The co-founders of Sapling and Flint, a jewelry manufacturer, are the 2022 winners of the the Young Aboriginal Entrepreneur Award.
The award, presented by the Canadian Council for Aboriginal Business and sponsored by ESS Support Services Worldwide, recognizes the work of Indigenous business leaders under 35 and includes a $10,000 prize. The award will be presented during the council’s Central Canada Business Forum in Toronto on Feb. 24.
“Jesse and I went into business with three goals,” Dakota said. “First would be to use e-commerce and wholesale to create jobs in our home village of Ohsweken.
“Second, was to raise the profile of authentic Indigenous art and, lastly, to bring our products nationwide.”
She noted that as the business grows it is revitalizing traditional silversmithing in Ohsweken.
“We are so honoured CCAB recognizes us with this national award and that the jury has seen our passion, drive and want to share in our vision,” Dakota said. “Nya:wen (thank you) from the bottom of our hearts.”
The sisters, who are of the Mohawk Turtle Clan, started Sapling and Flint in 2017.
A goldsmith and wampum cutter, Jesse is a member of the Canadian Jewellers Association, while Dakota is a regalia maker and visual artist with a background in small business management. Together, they said they create pieces that share the story of Turtle Island.
Their work can be seen at www.saplingandflint.ca/ .
“For the first time in CCAB history, this award is shared among twin sisters with an extraordinary story as co-founding entrepreneurs with complementary talents,” said Tabatha Bull, the council’s president and CEO. “We couldn’t be happier to present this award to these two deserving and impressive Indigenous women who are setting an example for young enterprising hopefuls.”

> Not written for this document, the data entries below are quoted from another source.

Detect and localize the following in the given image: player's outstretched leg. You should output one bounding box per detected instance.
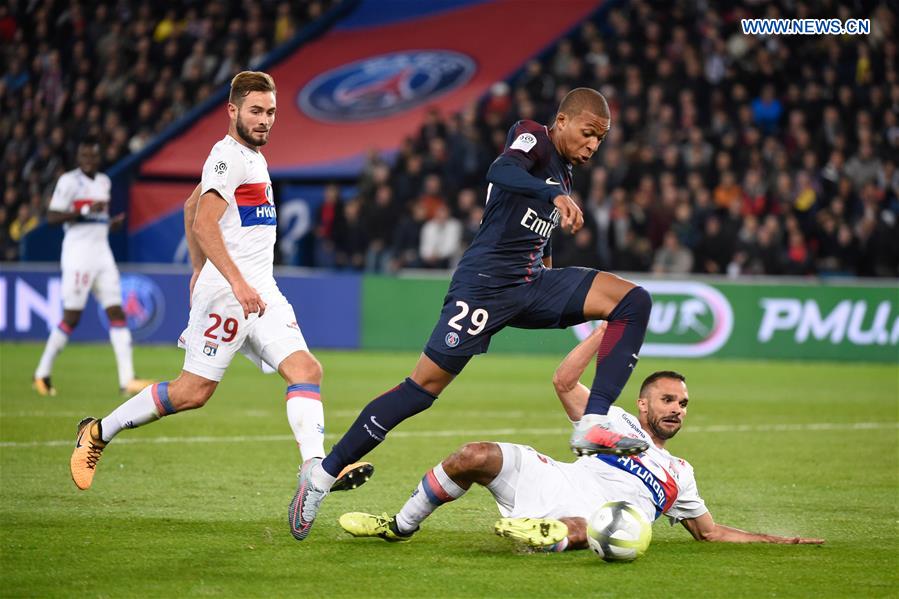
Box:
[69,375,216,489]
[290,374,439,540]
[572,281,652,456]
[338,443,499,544]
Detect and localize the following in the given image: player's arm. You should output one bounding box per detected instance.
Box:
[192,190,266,318]
[487,155,582,234]
[46,174,111,225]
[552,322,607,422]
[184,184,205,268]
[681,512,824,544]
[183,184,205,301]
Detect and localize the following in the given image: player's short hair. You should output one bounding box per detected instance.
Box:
[78,136,100,149]
[229,71,276,107]
[557,87,609,119]
[639,371,686,397]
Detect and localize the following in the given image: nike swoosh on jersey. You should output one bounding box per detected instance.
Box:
[370,416,388,432]
[545,177,561,185]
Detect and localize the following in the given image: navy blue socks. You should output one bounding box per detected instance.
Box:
[321,377,437,477]
[586,286,652,415]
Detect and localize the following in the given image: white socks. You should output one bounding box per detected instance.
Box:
[35,325,69,379]
[100,382,170,442]
[285,384,326,463]
[575,412,611,430]
[395,463,466,533]
[35,322,137,389]
[109,325,135,388]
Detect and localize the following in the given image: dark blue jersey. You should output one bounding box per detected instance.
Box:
[454,120,573,288]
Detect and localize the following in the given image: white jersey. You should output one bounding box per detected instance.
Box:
[576,407,707,524]
[48,168,113,259]
[197,135,279,298]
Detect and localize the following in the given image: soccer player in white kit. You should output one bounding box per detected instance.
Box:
[69,72,373,519]
[34,139,152,397]
[339,323,824,548]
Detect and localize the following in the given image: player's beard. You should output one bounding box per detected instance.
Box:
[647,412,682,440]
[235,115,269,147]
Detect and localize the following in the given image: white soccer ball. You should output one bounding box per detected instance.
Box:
[586,501,652,562]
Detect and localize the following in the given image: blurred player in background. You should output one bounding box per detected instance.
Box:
[340,323,824,550]
[33,139,153,397]
[292,88,654,540]
[69,72,372,507]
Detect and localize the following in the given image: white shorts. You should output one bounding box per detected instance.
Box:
[488,443,655,522]
[60,254,122,310]
[179,288,308,382]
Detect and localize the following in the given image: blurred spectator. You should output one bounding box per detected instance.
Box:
[334,198,367,271]
[419,205,462,269]
[557,228,601,268]
[9,203,39,244]
[693,216,732,274]
[652,231,693,274]
[390,203,428,272]
[363,185,399,272]
[313,184,344,268]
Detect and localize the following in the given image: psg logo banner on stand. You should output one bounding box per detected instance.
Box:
[139,0,601,179]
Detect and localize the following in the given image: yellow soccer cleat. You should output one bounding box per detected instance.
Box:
[121,378,154,397]
[494,517,569,548]
[70,418,107,490]
[33,376,57,397]
[339,512,416,543]
[331,462,374,492]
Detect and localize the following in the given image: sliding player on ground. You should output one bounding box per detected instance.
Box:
[340,324,824,549]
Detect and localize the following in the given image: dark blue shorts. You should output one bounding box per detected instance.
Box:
[424,267,597,374]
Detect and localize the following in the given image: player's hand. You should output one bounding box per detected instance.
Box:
[774,536,825,545]
[189,270,200,307]
[231,279,266,319]
[552,195,583,234]
[109,214,125,231]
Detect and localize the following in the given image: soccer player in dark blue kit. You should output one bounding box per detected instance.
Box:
[289,88,653,541]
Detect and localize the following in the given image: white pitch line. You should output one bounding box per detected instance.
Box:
[0,421,896,449]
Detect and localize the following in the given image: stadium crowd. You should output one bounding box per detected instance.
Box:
[318,0,897,278]
[2,0,897,278]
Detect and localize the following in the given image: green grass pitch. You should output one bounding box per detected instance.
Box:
[1,342,897,597]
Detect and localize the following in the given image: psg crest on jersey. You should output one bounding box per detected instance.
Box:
[298,50,476,122]
[102,274,165,341]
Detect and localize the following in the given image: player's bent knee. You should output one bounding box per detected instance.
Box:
[279,351,323,385]
[105,305,126,320]
[631,285,652,311]
[169,374,217,411]
[62,311,82,329]
[451,442,495,472]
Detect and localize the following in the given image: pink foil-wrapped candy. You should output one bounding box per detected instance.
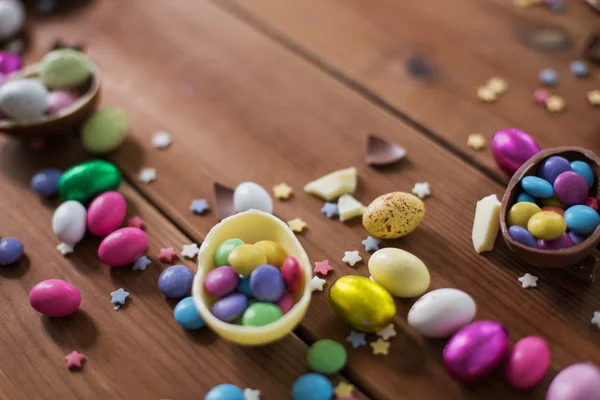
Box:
[443,320,509,382]
[492,128,540,176]
[0,52,21,75]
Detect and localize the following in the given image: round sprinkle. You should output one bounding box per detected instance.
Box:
[570,60,589,77]
[539,69,558,86]
[307,339,347,374]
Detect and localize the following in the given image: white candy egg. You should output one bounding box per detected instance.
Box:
[52,200,87,245]
[0,0,25,41]
[233,181,273,214]
[0,78,49,120]
[407,288,476,338]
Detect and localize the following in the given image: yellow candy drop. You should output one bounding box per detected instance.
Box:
[539,196,565,208]
[527,212,566,240]
[507,202,542,228]
[228,244,267,275]
[329,275,396,332]
[253,240,287,267]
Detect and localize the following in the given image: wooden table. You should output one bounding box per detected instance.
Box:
[1,1,599,399]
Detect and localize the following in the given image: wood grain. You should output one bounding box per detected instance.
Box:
[0,138,366,400]
[226,0,600,179]
[10,0,600,399]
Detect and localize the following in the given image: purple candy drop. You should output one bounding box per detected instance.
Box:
[538,156,571,184]
[568,231,586,245]
[211,293,248,322]
[508,226,538,248]
[204,266,239,298]
[491,129,540,176]
[249,264,284,302]
[537,233,574,250]
[554,171,588,206]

In 2018, the sisters received the CHCH TV Business Excellence Award. That same year, they won top prize at PowWow Pitch, a which a grassroots community of Indigenous entrepreneurs.
In 2019, they received Paypal Canada’s small business makeover contest.
And, in 2020, the sisters got the Athlohsa Peace Award for a campaign to ensure equitable access to the internet and opportunities in Indigenous communities. Athlohsa is a Southwestern Ontario organization that provides a range of social services.
Sanjay Gomes, president, ESS Support, said his company is proud to sponsor the entrepreneur award.
“I congratulate Dakota and Jesse Brant for raising the profile of authentic Indigenous art, fashion and design,” he said. “Their hard work and dedication are an inspiration for other Indigenous women. The future looks bright for Sapling and Flint.”